Prenez les congés de paternité et de maternité. Les premiers sont facultatifs et limités à 10 jours, les deuxièmes obligatoires pour minimum 10 semaines. Le jeune écrivain néerlandais Rutger Bregman a encore dernièrement pointé le congé de paternité comme principal cheval de bataille dans le chemin vers l’égalité des sexes. L’écrivain cite de manière convaincante des études dont il ressort que le congé de paternité mène les pères à s’investir plus dans le ménage et les mères à gagner mieux leurs vies. Pas seulement pendant les quelques semaines après la grossesse, mais pendant le reste de leur vie. Des recherches montrent qu’une éducation balancée rend les enfants plus intelligents et empathiques, et deviennent à leur tour de meilleurs papas. Les nombreux pères qui lisent ceci confirmeront qu’une bonne relation avec ses enfants vaut de l’or. Il n’est point de coïncidences que trois pères sur quatre veulent passer plus de temps en famille, d’après une enquête récente de la Ligue des Familles. Les pères qui ont pris leurs congés de paternité divorcent moins et vivent plus longtemps, nous apprend une étude suédoise. Bregman conclut: ‘Le congé de paternité est en fait comme un cheval de Troie qui renverse une fois pour toute le combat de l’émancipation. Cela va beaucoup plus loin que de faire des tartines et repasser ses chemises pendant quelques semaines. Cela met le ménage sens dessus dessous, pour toute une vie.’
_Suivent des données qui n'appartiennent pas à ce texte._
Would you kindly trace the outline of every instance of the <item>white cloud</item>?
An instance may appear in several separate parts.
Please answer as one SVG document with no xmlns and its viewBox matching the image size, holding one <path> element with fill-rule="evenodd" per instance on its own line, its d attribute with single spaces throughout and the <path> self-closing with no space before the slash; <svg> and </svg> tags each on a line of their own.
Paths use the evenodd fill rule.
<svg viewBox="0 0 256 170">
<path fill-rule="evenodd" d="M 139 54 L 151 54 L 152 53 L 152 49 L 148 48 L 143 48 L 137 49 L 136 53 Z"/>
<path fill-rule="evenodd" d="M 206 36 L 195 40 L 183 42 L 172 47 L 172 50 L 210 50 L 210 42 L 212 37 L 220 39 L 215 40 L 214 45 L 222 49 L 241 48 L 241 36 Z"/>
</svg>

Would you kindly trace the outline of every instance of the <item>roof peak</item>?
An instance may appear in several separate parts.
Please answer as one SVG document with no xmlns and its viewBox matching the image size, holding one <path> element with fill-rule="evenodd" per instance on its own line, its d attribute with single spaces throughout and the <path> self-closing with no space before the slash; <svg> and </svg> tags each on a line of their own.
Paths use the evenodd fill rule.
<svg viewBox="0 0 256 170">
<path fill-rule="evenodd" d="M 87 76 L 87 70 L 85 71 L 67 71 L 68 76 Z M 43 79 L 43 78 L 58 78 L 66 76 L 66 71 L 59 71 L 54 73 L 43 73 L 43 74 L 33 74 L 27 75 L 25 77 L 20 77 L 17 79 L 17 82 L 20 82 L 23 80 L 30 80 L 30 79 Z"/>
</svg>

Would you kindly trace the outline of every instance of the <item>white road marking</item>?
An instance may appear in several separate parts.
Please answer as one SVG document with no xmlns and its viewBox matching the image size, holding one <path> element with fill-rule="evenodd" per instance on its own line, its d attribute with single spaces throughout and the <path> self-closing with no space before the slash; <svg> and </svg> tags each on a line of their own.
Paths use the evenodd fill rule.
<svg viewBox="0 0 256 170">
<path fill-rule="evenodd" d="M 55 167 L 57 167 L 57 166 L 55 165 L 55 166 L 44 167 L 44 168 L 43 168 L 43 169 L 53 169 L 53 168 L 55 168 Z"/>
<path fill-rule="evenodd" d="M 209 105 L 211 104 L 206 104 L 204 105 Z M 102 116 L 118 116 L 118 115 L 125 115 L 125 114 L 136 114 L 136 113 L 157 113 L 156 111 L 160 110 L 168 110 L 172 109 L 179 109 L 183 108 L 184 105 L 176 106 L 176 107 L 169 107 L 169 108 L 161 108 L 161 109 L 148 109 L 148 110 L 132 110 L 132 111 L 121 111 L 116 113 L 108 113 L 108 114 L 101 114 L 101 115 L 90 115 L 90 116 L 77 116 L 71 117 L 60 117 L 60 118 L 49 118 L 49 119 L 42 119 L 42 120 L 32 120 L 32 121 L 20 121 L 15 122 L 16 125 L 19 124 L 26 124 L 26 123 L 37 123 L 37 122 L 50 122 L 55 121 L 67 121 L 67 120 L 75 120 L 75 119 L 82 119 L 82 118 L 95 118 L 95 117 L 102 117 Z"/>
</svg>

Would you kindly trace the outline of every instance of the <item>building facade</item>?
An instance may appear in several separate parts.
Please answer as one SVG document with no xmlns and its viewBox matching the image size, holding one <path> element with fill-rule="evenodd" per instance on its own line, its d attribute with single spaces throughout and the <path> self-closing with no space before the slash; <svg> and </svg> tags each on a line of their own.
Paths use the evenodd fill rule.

Comme société, nous devons respecter les choix professionnels et familiaux, quel que soit le genre de la personne dont il émane. Lorsqu’existera une équité dans la redistribution des responsabilités et plaisirs ménagers, menant à des opportunités professionnelles égales pour hommes et femmes, alors le choix pour le boulot ou la famille par les deux sexes pourra être pris vide de préjugés, et deviendra une décision libre. Nous avions déjà plaidé dans ce journal pour le congé de paternité obligatoire (L’Echo 28/06/2013) comme premier pas dans ce long processus. Le féminisme moderne se bat en effet pour l’égalité des chances et le libre-choix. Peu importe le sexe. Pour les hommes aussi il y a encore du pain sur la planche. Ne l’oublions pas lors de la journée internationale de la femme.